FAQ¶

What does QuantNado create now?¶

QuantNado currently creates one .zarr store per sample with quantnado dataset create. You can then open the directory directly or combine those stores into a single multi-sample .zarr.

Which inputs are required for `dataset create`?¶

BAM-based assays use --bamfile
METH uses --bamfile and --methylation_file
SNP uses --vcf_file
ChIP and CUT&TAG can also use --ip
RNA can also use --stranded

Which assays are supported?¶

ATAC, ChIP, RNA, CUT&TAG, METH, SNP, and MCC.

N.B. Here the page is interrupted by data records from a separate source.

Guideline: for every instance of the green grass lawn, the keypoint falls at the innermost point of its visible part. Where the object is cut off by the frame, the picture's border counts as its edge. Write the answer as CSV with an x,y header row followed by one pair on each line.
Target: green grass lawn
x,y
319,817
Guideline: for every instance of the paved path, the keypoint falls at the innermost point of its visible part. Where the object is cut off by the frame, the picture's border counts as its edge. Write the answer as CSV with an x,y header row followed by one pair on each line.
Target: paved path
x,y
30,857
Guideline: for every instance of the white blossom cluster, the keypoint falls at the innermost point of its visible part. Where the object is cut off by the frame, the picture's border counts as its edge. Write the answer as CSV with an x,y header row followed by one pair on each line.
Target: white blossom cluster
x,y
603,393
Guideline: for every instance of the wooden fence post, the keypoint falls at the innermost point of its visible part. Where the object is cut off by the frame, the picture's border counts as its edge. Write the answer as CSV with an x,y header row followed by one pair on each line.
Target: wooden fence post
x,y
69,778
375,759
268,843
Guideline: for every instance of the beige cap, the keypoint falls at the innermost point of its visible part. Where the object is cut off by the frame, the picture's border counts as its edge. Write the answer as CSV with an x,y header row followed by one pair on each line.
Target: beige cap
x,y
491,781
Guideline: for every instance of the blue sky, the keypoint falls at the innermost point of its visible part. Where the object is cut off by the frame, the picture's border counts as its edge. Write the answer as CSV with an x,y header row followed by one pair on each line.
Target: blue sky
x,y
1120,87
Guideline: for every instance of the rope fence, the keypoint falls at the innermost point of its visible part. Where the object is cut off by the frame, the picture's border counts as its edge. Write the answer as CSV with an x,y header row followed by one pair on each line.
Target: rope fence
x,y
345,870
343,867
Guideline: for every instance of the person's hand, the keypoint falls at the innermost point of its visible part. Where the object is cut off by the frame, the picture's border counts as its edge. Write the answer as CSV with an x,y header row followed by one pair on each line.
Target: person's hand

How do I open a dataset in Python?¶

from quantnado import QuantNado

qn = QuantNado.open("dataset/")

You can also open a combined store:

qn = QuantNado.open("dataset/combined.zarr")

What is the difference between `assay` and `modality`?¶

assay filters samples by biological type, such as RNA or ATAC
modality selects a concrete array key, such as coverage, rna_fwd, or chip_h3k27ac

Most analysis methods accept both.

How do I combine per-sample stores?¶

quantnado dataset combine \
  --stores dataset/ATAC_1.zarr dataset/RNA_1.zarr dataset/METH_1.zarr \
  --output dataset/combined.zarr

How do I count RNA features?¶

signal_matrix, features = qn.quantify_signal(
    gtf_file="genes.gtf",
    feature_type="gene",
    assay="RNA",
    modality="coverage",
)

Use quantify_signal() when you want a feature-by-sample matrix derived from stored QuantNado signal.

If you specifically want the counting API:

counts, features = qn.count_features(
    gtf_file="genes.gtf",
    feature_type="gene",
    engine="signal",
    assay="RNA",
)

What is the difference between `reduce()`, `extract()`, `quantify_signal()`, and `count_features()`?¶

reduce() summarises signal over intervals and returns an xr.Dataset
extract() bins signal around genomic features and returns an xr.DataArray
quantify_signal() returns a feature-by-sample matrix plus feature metadata from stored signal
count_features(engine="signal") uses the counting API shape but still summarises stored signal today

How do grouping and subsetting work?¶

Use group_by() to cache reusable sample-group namespaces, then intersect them in subset():

qn.group_by(
    ip="ip",
    treatment={"control": ["control"], "treated": ["treated"]},
    spikein={"spikein": ["spikein", "rx"]},
    match="contains",
)

subset = qn.subset(
    assay="RNA",
    group={"treatment": "treated", "spikein": "spikein"},
)

All filters in subset() are combined with AND.

Does QuantNado support peak calling?¶

Yes. quantnado call-peaks works directly from a QuantNado dataset and supports quantile, seacr, and lanceotron.

Do BAM files need indexes?¶

Yes. BAM inputs should be coordinate-sorted and indexed with .bai.

samtools index sample.bam

Does QuantNado support cloud storage?¶

The current workflow is documented around local filesystem paths. If you are working on remote storage, it is usually safest to build stores on the mounted filesystem you intend to use and validate performance there.

Is the dataset writable after creation?¶

The read API is designed for analysis. Typical workflows treat created stores as analysis inputs and write derived results to separate files.